There are five hot buttons included in our online Hot Button test:Conflict Dynamics Profiles, Training and Workshops at Talent Tools

  • Abrasive

  • Aloof

  • Self-Centered

  • Unappreciative

  • Untrustworthy

These are but a subset of the total Hot Button test included in the Conflict Dynamics Profile (CDP) so you may have other hot buttons as well.

In addition to hot buttons the CDP provides a comprehensive overview of both constructive and destructive responses to conflict as well as organisational perspectives on conflict behaviours. We invite you to learn more about the CDP instrument, reports and training.

Below you will find information about your particular hot button, and how to cool it. This information is taken from the book, Managing Conflict Dynamics-A Practical Approach, which comes with the CDP. and provides practical advice for how to deal more effectively with conflict.

Your hot button is ALOOF

The worst sin toward our fellow creatures is not to hate them, but to be indifferent to them; that's the essence of inhumanity. George Bernard Shaw

Those who are aloof isolate themselves, do not seek outside input, and are not open with others. They are detached and distant. Communication with an aloof person tends to be formal and sparse. When an aloof manager delegates tasks, for instance, s/he may do so without providing enough guidance as to what to do, how and when to do it, and within what limits.

Aloof individuals' "hands-off" style may also result in a lack of feedback regarding performance, and this can leave people with a great deal of uncertainty about where they stand and whether their work is acceptable. This style can also, however, be beneficial, in that it encourages independence and self-sufficiency. Take advantage of your freedom from oversight and guidance; become self-reliant.

Cooling Strategies

Begin with Reflection Questions.
  • Why is the aloof Button Hot for me rather than Cool?
  • The next time my aloof Hot Button is pushed, how do I want to feel? How do I want to respond?
  • Why might the aloof person be acting this way (shyness, anxiety, hostility, self-doubt, places a high value on self-reliance and independence, etc.)?
  • In what alternative ways do I want the aloof button pusher to behave?
  • Given my understanding of my aloof Hot Button and the button pusher, which Cooling Strategies would be most useful?


In a non-accusatory yet direct way, tell aloof individuals you want more contact with them.

  • Explain that their help will allow you to do a better job.
  • Be specific about what you want (weekly planning sessions, delineation of your authority, increased supervision, etc.).
  • Be specific about how this will help you, them, and the organisation.


Emphasise that you:

  • Value their knowledge and experiences.
  • Sincerely want their opinions, insights, and guidance.

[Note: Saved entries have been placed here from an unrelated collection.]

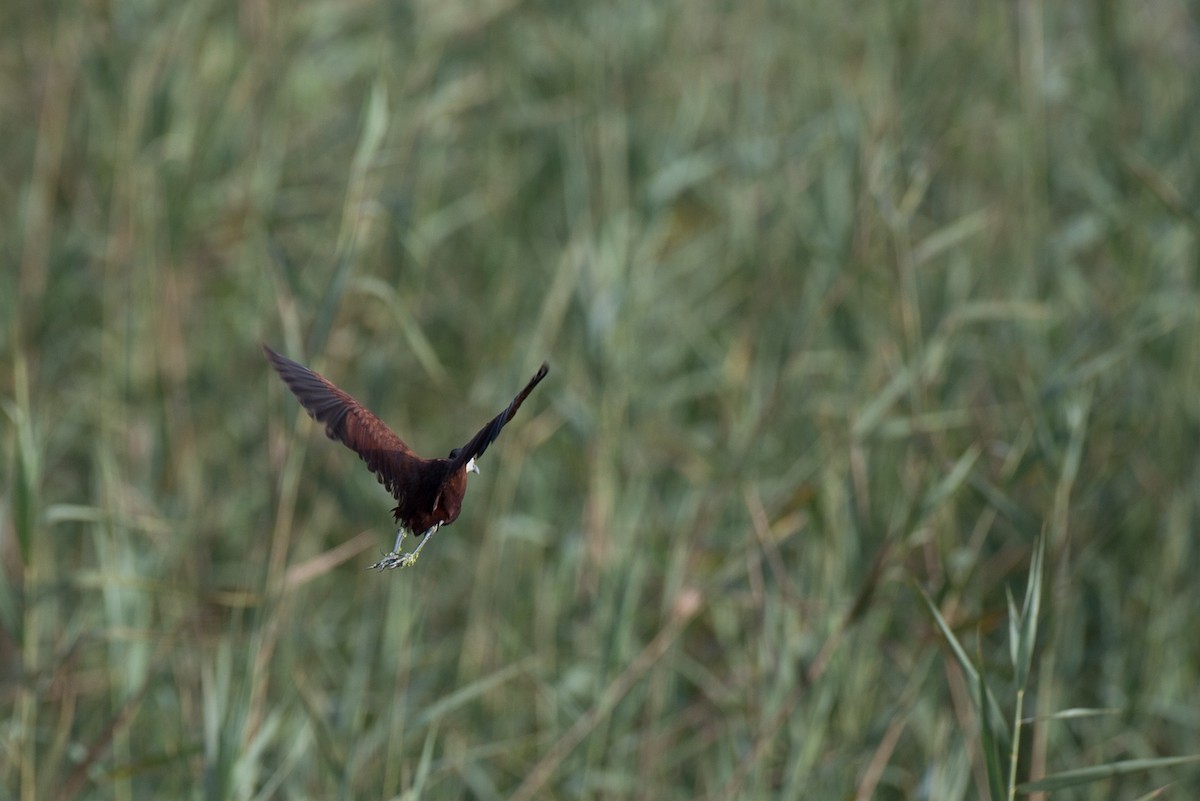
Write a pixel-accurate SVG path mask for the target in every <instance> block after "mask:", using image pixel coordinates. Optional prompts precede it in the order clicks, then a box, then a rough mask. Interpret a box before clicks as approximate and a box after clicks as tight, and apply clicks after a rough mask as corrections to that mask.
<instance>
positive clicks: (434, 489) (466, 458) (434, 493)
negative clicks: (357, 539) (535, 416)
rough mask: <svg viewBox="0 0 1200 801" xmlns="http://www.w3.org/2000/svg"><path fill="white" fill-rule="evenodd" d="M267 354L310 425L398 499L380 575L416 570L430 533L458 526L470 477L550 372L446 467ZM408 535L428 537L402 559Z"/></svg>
mask: <svg viewBox="0 0 1200 801" xmlns="http://www.w3.org/2000/svg"><path fill="white" fill-rule="evenodd" d="M263 351H264V353H265V354H266V359H268V360H269V361H270V362H271V365H272V366H274V367H275V369H276V371H277V372H278V374H280V377H281V378H282V379H283V383H284V384H287V385H288V389H289V390H292V393H293V395H295V396H296V398H298V399H299V401H300V403H301V405H304V408H305V409H306V410H307V411H308V414H310V415H311V416H312V418H313V420H316V421H317V422H322V423H325V434H326V435H329V438H330V439H335V440H337V441H338V442H341V444H343V445H346V446H347V447H349V448H350V450H352V451H354V452H355V453H358V454H359V456H360V457H362V460H364V462H366V463H367V468H368V469H370V470H371V472H373V474H376V476H377V477H378V478H379V483H382V484H383V486H384V487H385V488H386V489H388V492H389V493H391V495H392V498H395V499H396V508H394V510H392V514H394V516H395V518H396V522H397V523H398V524H400V530H398V531H397V532H396V546H395V548H392V552H391V553H390V554H388V555H385V556H384V558H383V559H382V560H379V561H378V562H376V564H374V565H372V567H377V568H384V567H408V566H409V565H412V564H414V562H415V561H416V556H418V554H419V553H420V550H421V548H422V547H424V546H425V543H426V541H427V540H428V538H430V537H431V536H432V535H433V532H434V531H437V530H438V529H439V528H440V526H443V525H450V524H451V523H454V522H455V520H456V519H457V518H458V513H460V512H461V511H462V498H463V495H464V494H466V493H467V474H468V472H479V468H478V466H476V465H475V460H476V459H478V458H479V457H481V456H482V454H484V451H486V450H487V446H488V445H491V444H492V442H493V441H494V440H496V438H497V436H499V434H500V429H502V428H504V424H505V423H508V422H509V421H510V420H512V416H514V415H515V414H516V412H517V409H520V408H521V404H522V403H523V402H524V399H526V398H527V397H529V393H530V392H533V389H534V387H535V386H538V383H539V381H541V379H544V378H546V373H547V372H548V371H550V367H548V366H547V365H546V363H545V362H542V365H541V367H540V368H539V369H538V372H536V373H535V374H534V377H533V378H532V379H529V383H528V384H527V385H526V387H524V389H523V390H521V392H520V393H517V397H515V398H512V403H510V404H509V406H508V408H506V409H505V410H504V411H502V412H500V414H498V415H496V417H493V418H492V420H491V421H488V423H487V424H486V426H484V427H482V428H481V429H479V433H478V434H475V435H474V436H473V438H470V441H469V442H467V444H466V445H463V446H462V447H456V448H454V450H452V451H450V456H448V457H446V458H444V459H422V458H420V457H419V456H416V454H415V453H413V448H410V447H408V445H406V444H404V441H403V440H402V439H400V436H397V435H396V433H395V432H392V430H391V429H390V428H388V426H386V423H384V422H383V421H382V420H379V418H378V417H376V416H374V415H373V414H372V412H371V410H370V409H367V408H366V406H364V405H362V404H361V403H359V402H358V401H355V399H354V398H352V397H350V396H349V395H348V393H347V392H344V391H342V390H340V389H338V387H337V386H335V385H334V383H332V381H330V380H329V379H326V378H325V377H324V375H320V374H319V373H314V372H313V371H311V369H308V368H307V367H305V366H304V365H299V363H296V362H294V361H292V360H290V359H287V357H286V356H281V355H280V354H277V353H275V351H274V350H271V349H270V348H268V347H266V345H263ZM407 531H412V532H413V534H416V532H424V536H422V538H421V542H420V543H419V544H418V546H416V548H415V549H414V550H413V553H410V554H404V555H403V556H401V555H400V543H401V542H402V541H403V538H404V534H406V532H407Z"/></svg>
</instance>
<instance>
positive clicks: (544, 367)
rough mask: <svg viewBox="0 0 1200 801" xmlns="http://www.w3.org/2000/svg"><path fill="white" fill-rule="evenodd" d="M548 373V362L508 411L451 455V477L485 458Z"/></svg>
mask: <svg viewBox="0 0 1200 801" xmlns="http://www.w3.org/2000/svg"><path fill="white" fill-rule="evenodd" d="M548 372H550V366H548V365H546V362H542V363H541V367H539V368H538V372H536V373H535V374H534V377H533V378H532V379H529V383H528V384H526V389H523V390H521V392H520V393H518V395H517V397H515V398H512V403H510V404H509V408H508V409H505V410H504V411H502V412H500V414H498V415H496V416H494V417H492V420H491V421H488V423H487V424H486V426H484V427H482V428H480V429H479V433H478V434H475V435H474V436H472V438H470V441H469V442H467V444H466V445H463V446H462V447H457V448H455V450H454V452H452V453H451V454H450V470H449V475H454V474H455V471H457V470H458V469H460V468H462V465H464V464H467V462H468V460H470V459H478V458H479V457H481V456H484V451H486V450H487V446H488V445H491V444H492V441H493V440H494V439H496V438H497V436H499V435H500V429H502V428H504V424H505V423H506V422H509V421H510V420H512V415H515V414H517V409H520V408H521V404H522V403H524V399H526V398H528V397H529V393H530V392H533V387H535V386H538V384H539V383H540V381H541V379H544V378H546V373H548Z"/></svg>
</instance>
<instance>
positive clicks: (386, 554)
mask: <svg viewBox="0 0 1200 801" xmlns="http://www.w3.org/2000/svg"><path fill="white" fill-rule="evenodd" d="M407 535H408V529H406V528H404V526H400V528H398V529H396V544H395V546H392V548H391V553H390V554H386V555H384V558H383V559H380V560H379V561H377V562H376V564H374V565H372V566H371V570H395V568H396V567H400V566H401V564H400V562H401V556H400V543H402V542H403V541H404V537H406V536H407Z"/></svg>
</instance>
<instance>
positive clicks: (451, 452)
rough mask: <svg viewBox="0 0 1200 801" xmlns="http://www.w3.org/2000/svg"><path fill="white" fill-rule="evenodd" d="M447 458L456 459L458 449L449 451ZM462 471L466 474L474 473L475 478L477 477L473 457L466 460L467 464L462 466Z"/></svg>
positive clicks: (475, 465) (478, 469)
mask: <svg viewBox="0 0 1200 801" xmlns="http://www.w3.org/2000/svg"><path fill="white" fill-rule="evenodd" d="M449 458H450V459H457V458H458V448H455V450H452V451H450V457H449ZM463 470H464V471H466V472H474V474H475V475H476V476H478V475H479V465H478V464H475V457H470V458H469V459H467V464H466V465H464V466H463Z"/></svg>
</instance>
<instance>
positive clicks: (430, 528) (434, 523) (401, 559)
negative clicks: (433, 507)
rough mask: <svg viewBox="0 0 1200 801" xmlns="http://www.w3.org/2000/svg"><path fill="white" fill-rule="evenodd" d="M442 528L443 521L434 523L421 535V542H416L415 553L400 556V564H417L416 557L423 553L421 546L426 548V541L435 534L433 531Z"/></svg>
mask: <svg viewBox="0 0 1200 801" xmlns="http://www.w3.org/2000/svg"><path fill="white" fill-rule="evenodd" d="M440 528H442V523H434V524H433V525H431V526H430V529H428V530H427V531H426V532H425V535H424V536H422V537H421V541H420V542H419V543H416V548H415V549H413V553H410V554H404V555H403V556H401V558H400V566H401V567H412V566H413V565H415V564H416V558H418V556H420V555H421V548H424V547H425V543H426V542H428V541H430V537H432V536H433V532H434V531H437V530H438V529H440Z"/></svg>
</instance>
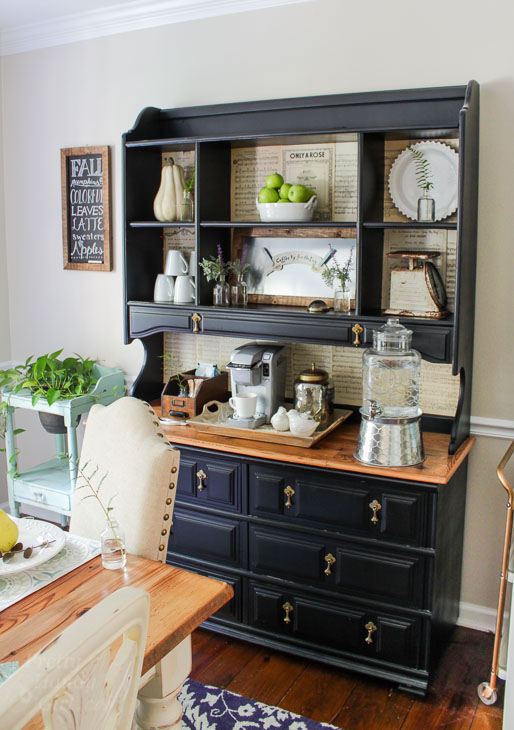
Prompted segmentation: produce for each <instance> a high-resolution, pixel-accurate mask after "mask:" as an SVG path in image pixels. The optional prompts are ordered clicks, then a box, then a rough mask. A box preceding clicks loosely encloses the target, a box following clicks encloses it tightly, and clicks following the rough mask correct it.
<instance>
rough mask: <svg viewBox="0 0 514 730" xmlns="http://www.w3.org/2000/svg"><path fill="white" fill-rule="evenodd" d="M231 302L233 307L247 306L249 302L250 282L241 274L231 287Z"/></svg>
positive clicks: (239, 274) (230, 297)
mask: <svg viewBox="0 0 514 730" xmlns="http://www.w3.org/2000/svg"><path fill="white" fill-rule="evenodd" d="M230 302H231V304H232V306H233V307H246V305H247V304H248V284H247V283H246V281H245V280H244V279H243V275H242V274H239V275H238V277H237V281H236V283H235V284H232V286H231V287H230Z"/></svg>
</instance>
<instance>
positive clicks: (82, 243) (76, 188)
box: [68, 154, 104, 263]
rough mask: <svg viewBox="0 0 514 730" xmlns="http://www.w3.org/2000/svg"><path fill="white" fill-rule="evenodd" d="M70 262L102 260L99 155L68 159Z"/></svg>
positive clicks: (101, 217) (101, 204)
mask: <svg viewBox="0 0 514 730" xmlns="http://www.w3.org/2000/svg"><path fill="white" fill-rule="evenodd" d="M68 190H69V193H68V195H69V198H68V230H69V232H70V251H69V259H70V261H76V262H84V261H99V262H100V263H103V260H104V198H103V169H102V155H101V154H100V155H80V156H79V157H68Z"/></svg>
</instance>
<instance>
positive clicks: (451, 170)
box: [389, 142, 459, 221]
mask: <svg viewBox="0 0 514 730" xmlns="http://www.w3.org/2000/svg"><path fill="white" fill-rule="evenodd" d="M412 147H413V149H416V150H419V151H420V152H422V153H423V154H424V156H425V159H426V160H427V161H428V162H429V163H430V167H431V171H432V175H431V177H430V180H431V181H432V182H433V184H434V187H433V188H431V189H430V192H429V195H430V197H431V198H433V199H434V201H435V220H436V221H440V220H443V218H447V217H448V216H449V215H451V214H452V213H454V212H455V211H456V210H457V196H458V187H457V183H458V179H459V155H458V154H457V153H456V152H455V150H453V149H452V148H451V147H448V145H447V144H444V143H443V142H418V143H417V144H413V145H412ZM389 193H390V194H391V198H392V200H393V203H394V204H395V205H396V207H397V208H398V210H399V211H400V212H401V213H403V214H404V215H406V216H407V218H412V220H416V219H417V214H418V199H419V198H420V197H421V195H422V191H421V190H420V188H418V186H417V185H416V162H415V159H414V156H413V154H412V152H411V151H410V150H408V149H405V150H403V152H401V153H400V154H399V155H398V157H397V158H396V160H395V161H394V163H393V166H392V167H391V172H390V173H389Z"/></svg>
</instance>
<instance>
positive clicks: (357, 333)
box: [352, 324, 364, 347]
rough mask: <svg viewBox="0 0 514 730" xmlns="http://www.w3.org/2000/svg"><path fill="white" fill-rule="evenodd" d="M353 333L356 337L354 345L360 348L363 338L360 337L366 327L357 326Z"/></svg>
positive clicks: (360, 325)
mask: <svg viewBox="0 0 514 730" xmlns="http://www.w3.org/2000/svg"><path fill="white" fill-rule="evenodd" d="M352 332H353V334H354V335H355V339H354V341H353V344H354V345H355V347H359V345H360V344H361V338H360V336H361V335H362V333H363V332H364V327H362V325H360V324H355V325H354V326H353V327H352Z"/></svg>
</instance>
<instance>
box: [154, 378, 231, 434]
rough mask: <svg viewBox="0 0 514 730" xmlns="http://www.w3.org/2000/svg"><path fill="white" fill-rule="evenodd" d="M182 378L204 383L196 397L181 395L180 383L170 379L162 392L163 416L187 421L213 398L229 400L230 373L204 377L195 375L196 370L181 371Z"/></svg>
mask: <svg viewBox="0 0 514 730" xmlns="http://www.w3.org/2000/svg"><path fill="white" fill-rule="evenodd" d="M180 375H181V377H182V380H185V381H187V380H201V381H202V384H201V386H200V388H199V390H198V393H197V394H196V397H195V398H190V397H189V396H181V395H179V386H178V383H177V382H176V381H174V380H168V382H167V383H166V385H165V386H164V390H163V391H162V393H161V410H162V418H174V419H176V420H177V421H185V420H187V419H188V418H194V416H197V415H198V414H199V413H201V412H202V410H203V407H204V405H205V404H206V403H208V402H209V401H211V400H218V401H221V402H225V401H226V400H228V397H229V393H228V373H220V374H219V375H215V376H214V377H213V378H202V377H201V376H199V375H195V371H194V370H187V371H186V372H184V373H180Z"/></svg>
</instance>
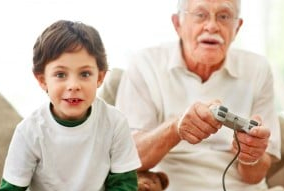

Encourage participation in discussions by asking open-ended questions such as:

  • "What's your opinion?"
  • "How do you view the task ahead of us?"
  • "What problems do you foresee?"


Counteract an aloof person's attempts to postpone an issue or problem.

  • Acknowledge his/her feelings: "I know this may be uncomfortable for you, but we can't ignore the problem any longer."
  • Stand your ground. Firmly state: "We need to resolve this right now."


Make an effort to get to know the aloof person.

  • Start small. Greet them with a smile and a friendly "How are you today?" Listen to the answer.
  • Make small talk at a time and place that will be comfortable for them.
  • Ask about their families and hobbies. Be interested and friendly, not intrusive.


Be a role model.

  • Foster an atmosphere of open communication.
  • Offer your opinions, insights, and guidance.
  • Get to know your co-workers.


Dynamic Fact: According to our research, managers are more irritated than non-managers by co-workers who are aloof.